Long term, I want to have an embeddable console for
MonoDevelop/VisualStudioMac that is a proper terminal, so I can debug
things like gui.cs without launching an external window as well as
having a full terminal for my Gui.cs library.

XtermSharp.Mac
--------------

This is a library built on top of XtermSharp that provides a MacOS
NSView that can be used in your applications to embed a terminal
emulator. This maps the Mac input to send data to the underlying terminal.

Like XtermSharp, this does not wire up the terminal to a backend or a
process, this is something that your code still needs to do.

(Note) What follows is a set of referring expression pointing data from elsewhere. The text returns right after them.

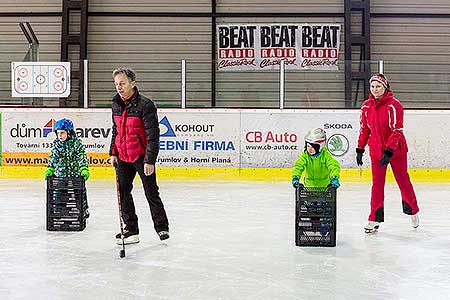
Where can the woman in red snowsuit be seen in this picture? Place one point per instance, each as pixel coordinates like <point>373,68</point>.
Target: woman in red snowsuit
<point>381,123</point>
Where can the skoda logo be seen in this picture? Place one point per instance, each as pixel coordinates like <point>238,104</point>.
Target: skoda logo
<point>337,144</point>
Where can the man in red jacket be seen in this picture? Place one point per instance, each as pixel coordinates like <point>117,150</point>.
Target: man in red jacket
<point>382,128</point>
<point>134,148</point>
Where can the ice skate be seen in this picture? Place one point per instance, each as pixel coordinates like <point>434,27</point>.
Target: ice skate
<point>129,238</point>
<point>371,227</point>
<point>415,220</point>
<point>163,235</point>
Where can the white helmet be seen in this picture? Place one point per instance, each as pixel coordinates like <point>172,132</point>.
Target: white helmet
<point>316,136</point>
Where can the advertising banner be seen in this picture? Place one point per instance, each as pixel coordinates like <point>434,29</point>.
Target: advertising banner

An example terminal on how to connect a Unix shell process is
available in the MacTerminal project.

Features
--------

The engine is pretty good at this point and lets you use Emacs, vi,
top, mc, blessed and gui.cs both with the keyboard and the mouse.
Some features are only available on the Mac version, as the
text-version with curses imposes some limitations.

The unicode handling is pretty decent, but does not have support for
Grapheme clusters yet, that is coming up later.

Scrollback and reflow are currently missing, those are tied together,
and I think it can be done better than the original xterm.js design
supported.

Roadmap
-------

There are many issues filed that track some of the capabilities that
are missing, the list is by no means complete. What I would like to
do is package this in a reusable form for all available platforms
(Windows, Mac, Linux, iOS, Android) so others can use this to embed
terminal emulators where necessary.

There is currently a native piece of code needed to fork/exec safely
on MacOS in the presence of MacOS recent "Runtime Hardening".

Some of the Gui.cs code needs to be moved to its XtermSharp.GuiCs
library, and the SubprocessTerminalView needs to introduced for MacOS.

History
-------

I wanted to have a console emulator for .NET since the days of
Silverlight, but never quite got around it - but having an engine that
could have different front-ends and backends is something that I have
desired for a long time. I did [some bits and
pieces](https://github.com/mono/pty-sharp) some years ago which are
not required nowadays.

This code was originally a port of xterm.js, but has been adjusted for
proper processing Unicode using NStack and to make the front-end
pluggable in a .NET way. While xterm.js was a useful starting point,
the code has deviated and there is limited value in continuing the
port, this code can now live on its own.